Going down the other side, I catch occasional glimpses of Lake Memphremagog, shining blue in the valley below. Excluding shoe retrieval, my time for this portage is 2 hours, including breaks, confirming my estimate of 3 mph on good terrain fully laden. As I drop into Perkins Landing, a truck towing a motor boat and another towing a jet-ski overtake me, putting me third in the queue. If only that shoe had not dropped off …

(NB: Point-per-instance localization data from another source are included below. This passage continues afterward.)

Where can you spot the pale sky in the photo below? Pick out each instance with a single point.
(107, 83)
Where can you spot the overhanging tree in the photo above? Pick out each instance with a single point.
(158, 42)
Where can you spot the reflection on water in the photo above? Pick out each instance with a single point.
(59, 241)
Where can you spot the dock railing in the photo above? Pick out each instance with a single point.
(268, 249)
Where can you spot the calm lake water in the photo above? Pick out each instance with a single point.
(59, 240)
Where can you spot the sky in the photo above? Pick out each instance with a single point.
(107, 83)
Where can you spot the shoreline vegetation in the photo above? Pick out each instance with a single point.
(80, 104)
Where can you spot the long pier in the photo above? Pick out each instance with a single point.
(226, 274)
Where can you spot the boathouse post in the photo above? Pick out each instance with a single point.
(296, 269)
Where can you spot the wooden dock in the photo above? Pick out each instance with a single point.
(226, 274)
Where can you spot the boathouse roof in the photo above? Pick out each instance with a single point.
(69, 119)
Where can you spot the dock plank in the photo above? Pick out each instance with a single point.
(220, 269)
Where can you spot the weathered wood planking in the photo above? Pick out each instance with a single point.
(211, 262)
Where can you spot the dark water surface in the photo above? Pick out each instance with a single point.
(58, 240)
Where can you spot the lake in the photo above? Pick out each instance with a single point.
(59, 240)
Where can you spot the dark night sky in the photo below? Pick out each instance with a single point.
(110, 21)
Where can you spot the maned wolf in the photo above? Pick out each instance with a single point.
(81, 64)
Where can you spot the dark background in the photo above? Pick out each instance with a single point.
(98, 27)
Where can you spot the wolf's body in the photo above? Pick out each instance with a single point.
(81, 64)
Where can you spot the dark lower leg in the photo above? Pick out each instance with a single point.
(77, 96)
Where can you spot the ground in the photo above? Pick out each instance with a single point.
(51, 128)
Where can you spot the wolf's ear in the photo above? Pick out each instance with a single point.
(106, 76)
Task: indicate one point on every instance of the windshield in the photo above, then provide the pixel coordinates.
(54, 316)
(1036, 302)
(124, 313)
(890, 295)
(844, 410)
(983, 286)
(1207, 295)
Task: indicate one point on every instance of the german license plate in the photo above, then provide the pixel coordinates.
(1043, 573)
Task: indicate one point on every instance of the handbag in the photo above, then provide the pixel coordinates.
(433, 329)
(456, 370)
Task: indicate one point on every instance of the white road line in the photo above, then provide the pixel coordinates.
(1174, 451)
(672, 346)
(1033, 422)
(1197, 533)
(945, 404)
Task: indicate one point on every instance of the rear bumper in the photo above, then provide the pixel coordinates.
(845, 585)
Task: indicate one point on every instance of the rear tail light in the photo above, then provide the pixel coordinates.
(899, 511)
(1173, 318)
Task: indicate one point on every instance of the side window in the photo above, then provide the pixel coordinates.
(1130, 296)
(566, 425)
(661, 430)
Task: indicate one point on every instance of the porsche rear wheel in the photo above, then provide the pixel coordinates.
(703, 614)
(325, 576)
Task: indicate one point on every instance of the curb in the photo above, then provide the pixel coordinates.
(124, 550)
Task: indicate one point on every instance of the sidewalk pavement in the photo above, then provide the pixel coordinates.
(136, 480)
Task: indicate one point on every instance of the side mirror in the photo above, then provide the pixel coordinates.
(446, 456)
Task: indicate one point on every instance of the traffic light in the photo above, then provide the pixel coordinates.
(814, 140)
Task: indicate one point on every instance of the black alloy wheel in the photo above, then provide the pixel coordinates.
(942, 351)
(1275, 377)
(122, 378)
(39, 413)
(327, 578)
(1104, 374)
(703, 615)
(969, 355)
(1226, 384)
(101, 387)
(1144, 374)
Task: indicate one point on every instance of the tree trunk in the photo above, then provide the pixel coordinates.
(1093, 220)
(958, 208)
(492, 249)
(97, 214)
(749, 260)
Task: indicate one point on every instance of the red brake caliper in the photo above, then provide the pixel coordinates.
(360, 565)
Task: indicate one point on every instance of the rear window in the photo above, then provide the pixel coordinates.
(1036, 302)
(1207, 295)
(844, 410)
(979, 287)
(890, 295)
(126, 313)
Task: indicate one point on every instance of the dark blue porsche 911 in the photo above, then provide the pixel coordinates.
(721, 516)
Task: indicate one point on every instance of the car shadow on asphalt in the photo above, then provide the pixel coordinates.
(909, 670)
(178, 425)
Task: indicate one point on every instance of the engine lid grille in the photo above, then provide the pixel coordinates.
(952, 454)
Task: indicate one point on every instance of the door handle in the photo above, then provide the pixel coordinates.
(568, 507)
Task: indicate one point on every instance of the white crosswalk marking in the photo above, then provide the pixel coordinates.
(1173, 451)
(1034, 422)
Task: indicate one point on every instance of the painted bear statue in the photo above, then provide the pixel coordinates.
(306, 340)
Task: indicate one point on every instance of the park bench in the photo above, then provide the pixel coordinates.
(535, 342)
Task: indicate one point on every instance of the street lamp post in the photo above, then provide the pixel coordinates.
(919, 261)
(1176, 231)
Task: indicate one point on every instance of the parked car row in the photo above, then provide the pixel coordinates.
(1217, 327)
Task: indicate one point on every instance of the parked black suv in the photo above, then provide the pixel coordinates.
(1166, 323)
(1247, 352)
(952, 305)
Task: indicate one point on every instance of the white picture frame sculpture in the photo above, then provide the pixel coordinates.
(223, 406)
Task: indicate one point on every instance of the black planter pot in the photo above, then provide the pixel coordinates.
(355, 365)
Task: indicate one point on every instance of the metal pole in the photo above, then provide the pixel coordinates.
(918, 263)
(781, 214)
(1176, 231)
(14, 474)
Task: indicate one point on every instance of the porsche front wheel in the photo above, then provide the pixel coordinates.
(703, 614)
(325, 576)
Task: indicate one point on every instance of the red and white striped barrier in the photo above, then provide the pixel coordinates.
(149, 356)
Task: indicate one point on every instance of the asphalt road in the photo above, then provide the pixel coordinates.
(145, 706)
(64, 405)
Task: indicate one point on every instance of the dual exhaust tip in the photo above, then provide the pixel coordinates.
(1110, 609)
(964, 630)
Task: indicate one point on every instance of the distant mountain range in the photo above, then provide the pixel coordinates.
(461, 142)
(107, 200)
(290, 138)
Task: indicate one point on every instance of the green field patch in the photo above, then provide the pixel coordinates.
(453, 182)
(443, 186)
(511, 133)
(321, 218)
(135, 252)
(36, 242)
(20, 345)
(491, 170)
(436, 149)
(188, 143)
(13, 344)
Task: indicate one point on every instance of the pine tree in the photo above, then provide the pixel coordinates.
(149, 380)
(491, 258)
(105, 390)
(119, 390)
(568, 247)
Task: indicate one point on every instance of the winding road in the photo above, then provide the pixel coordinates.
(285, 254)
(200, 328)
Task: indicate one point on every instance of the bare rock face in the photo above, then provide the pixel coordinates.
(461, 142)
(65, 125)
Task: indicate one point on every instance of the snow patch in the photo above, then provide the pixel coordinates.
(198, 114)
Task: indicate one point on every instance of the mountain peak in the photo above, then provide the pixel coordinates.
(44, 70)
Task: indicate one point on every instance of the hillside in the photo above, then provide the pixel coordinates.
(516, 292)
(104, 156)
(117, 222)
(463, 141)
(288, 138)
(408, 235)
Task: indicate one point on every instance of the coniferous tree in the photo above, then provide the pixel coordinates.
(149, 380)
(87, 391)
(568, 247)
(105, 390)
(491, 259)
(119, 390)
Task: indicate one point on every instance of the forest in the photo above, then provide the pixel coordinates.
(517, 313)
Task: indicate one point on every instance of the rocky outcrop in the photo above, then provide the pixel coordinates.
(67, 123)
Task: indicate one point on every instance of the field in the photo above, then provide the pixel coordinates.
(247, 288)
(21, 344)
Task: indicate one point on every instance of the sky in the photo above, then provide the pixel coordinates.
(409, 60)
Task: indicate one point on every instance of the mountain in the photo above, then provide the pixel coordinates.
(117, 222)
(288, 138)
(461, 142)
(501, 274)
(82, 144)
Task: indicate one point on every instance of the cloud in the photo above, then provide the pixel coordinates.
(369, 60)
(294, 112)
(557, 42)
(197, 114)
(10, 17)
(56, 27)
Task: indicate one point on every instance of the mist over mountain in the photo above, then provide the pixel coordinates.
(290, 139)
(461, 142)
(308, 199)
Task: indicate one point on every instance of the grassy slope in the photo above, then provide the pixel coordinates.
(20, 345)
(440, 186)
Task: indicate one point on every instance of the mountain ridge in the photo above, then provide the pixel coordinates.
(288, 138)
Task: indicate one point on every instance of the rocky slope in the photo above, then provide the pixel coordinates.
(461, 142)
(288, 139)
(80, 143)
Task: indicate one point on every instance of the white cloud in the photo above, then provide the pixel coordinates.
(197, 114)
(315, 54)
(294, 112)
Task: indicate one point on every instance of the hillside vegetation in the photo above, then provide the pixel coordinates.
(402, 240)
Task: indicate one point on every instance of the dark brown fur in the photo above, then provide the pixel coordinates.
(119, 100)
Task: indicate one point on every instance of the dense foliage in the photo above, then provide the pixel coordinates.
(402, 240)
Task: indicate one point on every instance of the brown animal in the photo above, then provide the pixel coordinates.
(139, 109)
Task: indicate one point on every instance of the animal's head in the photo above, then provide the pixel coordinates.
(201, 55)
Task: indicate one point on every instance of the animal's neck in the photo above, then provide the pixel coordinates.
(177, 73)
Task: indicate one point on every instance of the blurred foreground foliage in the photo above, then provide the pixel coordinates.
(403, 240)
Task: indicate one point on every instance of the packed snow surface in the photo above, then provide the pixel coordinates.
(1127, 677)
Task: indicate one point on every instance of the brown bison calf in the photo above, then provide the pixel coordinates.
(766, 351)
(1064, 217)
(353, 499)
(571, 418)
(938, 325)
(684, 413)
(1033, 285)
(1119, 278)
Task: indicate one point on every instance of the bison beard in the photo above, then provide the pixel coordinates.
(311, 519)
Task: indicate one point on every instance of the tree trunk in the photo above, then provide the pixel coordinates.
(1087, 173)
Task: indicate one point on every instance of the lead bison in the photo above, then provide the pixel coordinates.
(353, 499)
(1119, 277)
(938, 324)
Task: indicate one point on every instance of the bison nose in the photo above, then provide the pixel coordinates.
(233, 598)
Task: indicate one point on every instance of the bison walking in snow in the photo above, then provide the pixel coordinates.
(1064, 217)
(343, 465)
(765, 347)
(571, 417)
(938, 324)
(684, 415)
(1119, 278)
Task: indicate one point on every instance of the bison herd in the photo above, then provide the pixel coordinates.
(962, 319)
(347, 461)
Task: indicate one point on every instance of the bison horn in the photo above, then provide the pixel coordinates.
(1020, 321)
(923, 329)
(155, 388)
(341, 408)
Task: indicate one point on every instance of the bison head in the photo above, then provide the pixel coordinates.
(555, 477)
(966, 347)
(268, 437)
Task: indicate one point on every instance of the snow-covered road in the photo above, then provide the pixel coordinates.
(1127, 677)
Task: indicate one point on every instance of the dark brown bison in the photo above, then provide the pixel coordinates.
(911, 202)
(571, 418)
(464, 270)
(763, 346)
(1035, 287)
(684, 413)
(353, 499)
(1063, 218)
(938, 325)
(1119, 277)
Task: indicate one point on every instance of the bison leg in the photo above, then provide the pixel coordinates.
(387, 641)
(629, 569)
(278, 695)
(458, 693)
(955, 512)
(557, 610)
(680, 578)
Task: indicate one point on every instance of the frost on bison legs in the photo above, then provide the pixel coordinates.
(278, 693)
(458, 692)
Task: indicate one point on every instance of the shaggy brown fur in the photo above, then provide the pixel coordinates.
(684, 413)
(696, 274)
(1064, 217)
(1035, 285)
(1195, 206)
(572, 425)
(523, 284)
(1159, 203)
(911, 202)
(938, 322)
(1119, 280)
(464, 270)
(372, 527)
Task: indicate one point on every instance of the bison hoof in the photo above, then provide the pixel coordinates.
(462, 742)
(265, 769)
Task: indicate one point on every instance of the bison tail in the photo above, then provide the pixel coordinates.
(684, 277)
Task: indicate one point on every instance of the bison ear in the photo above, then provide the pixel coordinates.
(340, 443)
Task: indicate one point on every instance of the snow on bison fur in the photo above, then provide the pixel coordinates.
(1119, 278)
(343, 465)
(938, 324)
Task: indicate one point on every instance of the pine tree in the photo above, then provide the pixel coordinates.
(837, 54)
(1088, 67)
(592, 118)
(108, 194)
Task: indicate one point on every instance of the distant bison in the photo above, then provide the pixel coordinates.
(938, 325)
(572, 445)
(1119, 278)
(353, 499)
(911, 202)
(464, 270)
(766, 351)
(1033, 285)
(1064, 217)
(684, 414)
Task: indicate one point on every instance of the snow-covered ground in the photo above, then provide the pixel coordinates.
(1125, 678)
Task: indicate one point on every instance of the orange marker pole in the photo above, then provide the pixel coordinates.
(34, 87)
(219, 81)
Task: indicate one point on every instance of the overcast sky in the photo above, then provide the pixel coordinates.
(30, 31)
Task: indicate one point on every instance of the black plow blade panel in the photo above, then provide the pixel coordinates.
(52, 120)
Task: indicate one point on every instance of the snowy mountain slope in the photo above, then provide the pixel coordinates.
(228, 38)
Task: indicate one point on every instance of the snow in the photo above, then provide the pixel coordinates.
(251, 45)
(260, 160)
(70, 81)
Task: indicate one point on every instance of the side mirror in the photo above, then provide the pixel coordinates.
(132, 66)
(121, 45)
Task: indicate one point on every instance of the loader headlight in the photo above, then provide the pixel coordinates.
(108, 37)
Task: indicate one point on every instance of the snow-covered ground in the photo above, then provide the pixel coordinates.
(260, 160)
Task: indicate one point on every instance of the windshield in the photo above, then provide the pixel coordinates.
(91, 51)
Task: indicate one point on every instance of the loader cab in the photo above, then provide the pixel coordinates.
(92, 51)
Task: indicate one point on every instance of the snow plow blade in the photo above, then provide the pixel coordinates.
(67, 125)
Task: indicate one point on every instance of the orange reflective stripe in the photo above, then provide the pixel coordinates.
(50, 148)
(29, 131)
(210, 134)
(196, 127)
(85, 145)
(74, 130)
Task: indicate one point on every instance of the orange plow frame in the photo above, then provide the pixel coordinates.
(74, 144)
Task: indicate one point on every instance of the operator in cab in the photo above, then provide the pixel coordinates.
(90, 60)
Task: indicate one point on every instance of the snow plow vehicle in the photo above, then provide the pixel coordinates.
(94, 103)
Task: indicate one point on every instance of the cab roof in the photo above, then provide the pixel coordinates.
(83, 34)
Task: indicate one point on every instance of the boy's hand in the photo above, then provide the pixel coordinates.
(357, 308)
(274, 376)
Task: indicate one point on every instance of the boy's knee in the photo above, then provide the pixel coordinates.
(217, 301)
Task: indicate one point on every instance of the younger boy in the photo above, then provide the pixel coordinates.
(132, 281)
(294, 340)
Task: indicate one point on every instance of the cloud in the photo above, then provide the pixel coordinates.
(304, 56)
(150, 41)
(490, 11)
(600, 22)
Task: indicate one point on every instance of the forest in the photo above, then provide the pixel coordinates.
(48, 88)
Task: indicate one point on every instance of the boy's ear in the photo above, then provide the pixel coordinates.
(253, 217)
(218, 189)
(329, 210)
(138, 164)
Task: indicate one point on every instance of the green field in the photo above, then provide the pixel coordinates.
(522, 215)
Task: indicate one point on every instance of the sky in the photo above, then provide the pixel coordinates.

Nearing the end of the Grand Portage

After nearly six miles of carrying

There seems to be no requirement to wash boats because, I'm told, there's no-one inspecting this early in the season. So there's no paperwork to pick up. Nevertheless I wish to wash my canoe; I don't want to be the one who introduces the invasive species to this beautiful lake. I also wish to wash my water shoes. Instead of pointing me to a hose-pipe straight away, the official tells me to chill out and that he will be with me soon. I draw his attention about 20 minutes later, and he gives me the same message. After a further 20 minutes of definitely not chilling I attract his attention again, whereupon he admits to having forgotten me and points me to a hose-pipe, which he could have done in the first place. After a thorough wash, I launch and set off for Newport.

Lake Memphremagog

Approaching Newport

Lake Memphremagog is initially calm, but as I progress south, a moderate breeze springs up from the south-south-east. My trip to Newport, expected to take 3 hours, takes half an hour longer because of this. As evening approaches, I pull up at the main wharf, tie up the canoe, and locate the video-phone to be used for checking into the USA. It is a bizarre experience, especially when the officer asks if my Vermont address is a holiday home; it seems that she thinks I am a visitor rather than a resident. Once all confusion is cleared up, the process is simple. Knowing that I will be camping late tonight – my aim is to reach the campsite on Clyde Pond – I take the opportunity to eat dinner at the Marina Cafe: chowder, and fish and chips, simple but good.

Check-in at Newport

Limited headroom on the Clyde River

It is 7:00 pm by the time I push away from the wharf to find the Clyde River. As I pass under the road bridge, I feel considerable current. I know that this is an upstream section, but still it takes me by surprise. At the first bridge there is clearly far too little clearance to pass under it, so I have a short carry to make. I return to poking along in eddies, and it feels far too soon to be doing so after the last several days. A little before the Clyde Road bridge, the current becomes so strong as to make progress nigh on impossible. I take out on the right and begin the carry up Clyde Road and Upper Clyde Road to Clyde Pond. It's a steep climb, and the rapids in this section are substantial. Eventually I make it to the top, and am distracted by a couple with a dog and almost miss the put-in at the dam, but don't have to backtrack far.

Clyde River

Clyde Pond

As I put in on Clyde Pond all is still except for some locals fishing at the boat launch. I paddle past them, scouting places to camp, almost as far as the river entrance, before realising that the best place is close to the boat launch, so I return there. Trees of the right spacing are easy to find, although a flat spot for a tent might have been a tough prospect. I string the hammock, and then gather firewood, tinder and birch-bark for the morning in case of rain, and cover it with a sheet of metal which happens to be lying there. It was about 8:00 pm when I arrived and set a SPOT. The light has almost gone by the time I'm camped. I round off a 13-hour day writing my journal by head-lamp.